1. Criterion-referenced: van tevoren vastgestelde hoeveelheid/percentage die
bereikt moet worden voor een bepaald resultaat.
2. Norm-referenced: resultaten worden vergeleken met anderen, bijvoorbeeld de
hoogste 10% krijgt een 9.
Itemresponstheory (IRT) modellen
Het vaardigheidsniveau wordt afgezet tegen de kans om
een opgave goed te maken, des te ingewikkelder een
opdracht is des te hoger het vaardigheidsniveau moet zijn
voordat de kans om iets goed te maken toeneemt.
Rechts is dus moeilijker item.
, Vaardigheidsscores
- Unidimensioneel: de verschillende vaardigheidsscores binnen een bepaald
domein kunnen vergeleken worden, maar niet met de vaardigheidsscores op een
ander domein.
Voorbeeld: Een leerling scoort eind groep 3 een vaardigheidsscore van 115 op
spelling. Dit kan vergeleken worden met haar klasgenoten en haar
vaardigheidsscore op bijvoorbeeld begin groep 3 spelling. Deze score zegt echter
niks over haar score op rekenen, iemand met een vaardigheidsscore
van 120 op rekenen is niet beter in rekenen dan zij is in spelling.
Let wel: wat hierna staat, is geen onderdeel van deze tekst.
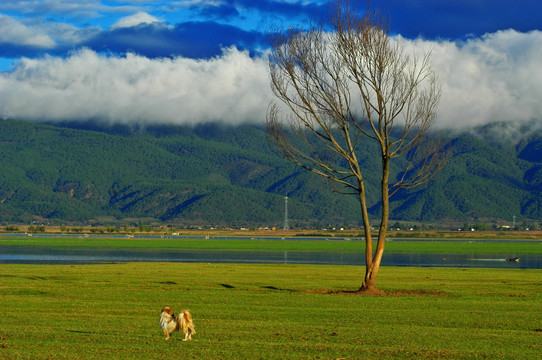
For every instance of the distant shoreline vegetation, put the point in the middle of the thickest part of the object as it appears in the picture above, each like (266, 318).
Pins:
(409, 233)
(222, 175)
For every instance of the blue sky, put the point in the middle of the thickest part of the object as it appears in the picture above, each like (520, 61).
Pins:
(203, 60)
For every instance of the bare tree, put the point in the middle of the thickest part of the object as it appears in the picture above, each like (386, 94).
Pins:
(348, 81)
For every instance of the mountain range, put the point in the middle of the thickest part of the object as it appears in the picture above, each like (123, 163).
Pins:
(221, 175)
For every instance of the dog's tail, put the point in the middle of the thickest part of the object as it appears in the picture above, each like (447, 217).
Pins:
(186, 323)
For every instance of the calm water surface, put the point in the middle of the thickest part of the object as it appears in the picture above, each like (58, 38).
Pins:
(52, 255)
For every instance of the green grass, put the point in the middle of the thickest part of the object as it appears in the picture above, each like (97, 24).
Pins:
(245, 311)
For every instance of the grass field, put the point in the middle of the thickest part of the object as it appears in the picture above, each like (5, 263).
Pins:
(244, 311)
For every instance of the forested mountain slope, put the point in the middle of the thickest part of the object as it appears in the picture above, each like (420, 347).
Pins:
(223, 175)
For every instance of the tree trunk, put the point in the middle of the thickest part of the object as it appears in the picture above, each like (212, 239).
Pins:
(373, 266)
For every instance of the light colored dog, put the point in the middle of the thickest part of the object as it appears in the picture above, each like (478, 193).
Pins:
(183, 322)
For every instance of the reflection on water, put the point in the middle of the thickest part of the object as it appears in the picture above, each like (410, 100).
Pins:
(44, 255)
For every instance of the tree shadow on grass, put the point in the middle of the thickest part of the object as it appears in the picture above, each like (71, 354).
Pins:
(378, 292)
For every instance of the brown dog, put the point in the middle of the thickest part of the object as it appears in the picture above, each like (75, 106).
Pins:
(169, 323)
Cito-toetsen zijn zo gemaakt dat wanneer een groep zes leerling in
dezelfde week alle toetsen van groep vier, vijf en begin groep zes zou
maken hierop allemaal dezelfde vaardigheidsscore behaald zou worden
(hier wordt dan echter afhankelijk van de toets een ander cijfer aan
verbonden omdat de verwachtingen toenemen als een leerling verder
in het onderwijs komt).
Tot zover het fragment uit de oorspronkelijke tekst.